MOSES SUMNEY- “Grӕ”“Grӕ” è il nuovo progetto di Moses Sumney che è uscito in due parti, la prima il 21 febbraio 2020 in digitale, la seconda il 15 maggio 2020 sia in streaming che in formato fisico comprendente l’intero lavoro. L’opera segue a tre anni di distanza “Aromanticism”. Di Moses si parla ormai da tempo e sempre in termini entusiastici. Se un artista viene investito dai migliori aggettivi per descrivere la sua opera è evidente che ci troviamo al cospetto di un talento di livello superiore alla media.

Già solo osservandolo si è consapevoli che sia un personaggio che vive in un mondo proprio, completamente diverso da quello di noi comuni mortali. Ha una presenza angelica, ma al contempo statuaria, coperto di nero dalla testa ai piedi, scultoreo come un marmo di Carrara eppure in possesso d’un eleganza femminea, liquida, sfuggente. Ama la bellezza e gli estremi di una vita artistica appena iniziata. Impressionante la naturalezza con la quale si muove sul palco: manipola il suono tramite una loop station come fosse il direttore di un’orchestra jazz, e impiega senza apparente sforzo un’inusitata estensione vocale per inanellare falsetti ultrasonici che non s’incrinano mai. Un musicista totalmente immerso nella propria Arte, libero come il punk ed elegante come un quartetto d’archi settecentesco. Da un personaggio del genere non può che scaturire un suono d’aliena e incatalogabile bellezza.

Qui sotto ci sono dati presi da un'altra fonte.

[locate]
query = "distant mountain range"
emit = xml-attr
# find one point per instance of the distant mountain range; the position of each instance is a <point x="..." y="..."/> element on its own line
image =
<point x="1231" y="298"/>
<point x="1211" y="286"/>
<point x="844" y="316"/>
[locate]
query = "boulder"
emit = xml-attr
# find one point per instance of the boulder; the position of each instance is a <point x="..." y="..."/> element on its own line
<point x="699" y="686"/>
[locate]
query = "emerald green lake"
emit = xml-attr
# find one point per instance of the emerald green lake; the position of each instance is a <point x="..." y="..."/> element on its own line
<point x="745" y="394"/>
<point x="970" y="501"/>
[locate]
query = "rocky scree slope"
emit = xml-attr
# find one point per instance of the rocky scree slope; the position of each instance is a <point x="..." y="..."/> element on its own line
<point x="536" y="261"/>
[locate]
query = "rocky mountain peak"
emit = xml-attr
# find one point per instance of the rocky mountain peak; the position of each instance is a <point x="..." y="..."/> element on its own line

Si è rinchiuso da solo per mesi in uno studio scrivendo parecchie canzoni e le ha divise in due album differenti. Ha pennellato melodie travolgenti, ha dato spazio ad una voce che sembra provenire da una dimensione aliena, in grado di controllare con disinvoltura disarmante ogni falsetto, che, badate bene, non è sfoggio di tecnica, ma espressione della sua anima. Il titolo, che significherebbe quella parte dell’animo umano tra il bianco e il nero, ma dal punto di vista dei suoni e dei temi questo disco ha più i crismi dell’esplosione di una scatola di colori. Se “Aromanticism” era spartano e minimalista, il nuovo è espansivo e caleidoscopico, un songwriting mutante nel quale chitarre, arpe, flauti, violini e marchingegni elettronici formano un folklore totalizzante, dal respiro ampio come l’umanità intera. La stranezza consiste nell’averlo fatto uscire in due parti, anche se solo ad ascolto completo l’opera prende davvero forma, tra torrenti sonori e interludi che ne separano idealmente le varie sezioni.

I brani di “Grӕ” sono differenti tra loro, come il primo singolo “Virile”, un viscerale dramma in stile Smashing Pumpkins, ma con il comune denominatore dell’inconfondibile voce di Moses. L’album vanta contributi eccellenti, per non dire stellari. Cos’altro potremmo dire di Daniel Lopatin aka Oneohtrix Point Never che condisce con sapienti incursioni elettroniche di stampo avant il disco? O del fenomenale nuovo portavoce del jazz britannico, il sassofonista Shabaka Hutchings, che recita un ruolo preponderante nel brano” Colouour” ? Il meglio per il meglio in altre parole, perché poi ascolterete anche il basso di Thundercat e James Blake, con cui è stato co-prodotto il brano “Bystanders”. Tutti ingredienti plausibili per introdurvi ad uno dei migliori dischi di questo tempestoso 2020.

Se scorriamo altri pezzi ci accorgiamo quanta diversità e perfezione si riesce a scorgere come nel jazz frantumato di “Gagarin”, nella dolente leggerezza di “Me in 20 years” e nella profonda intimità di “Lucky me”.

Ascoltatelo con profonda attenzione ed immersione perché questa meraviglia saprà durare nel tempo!!!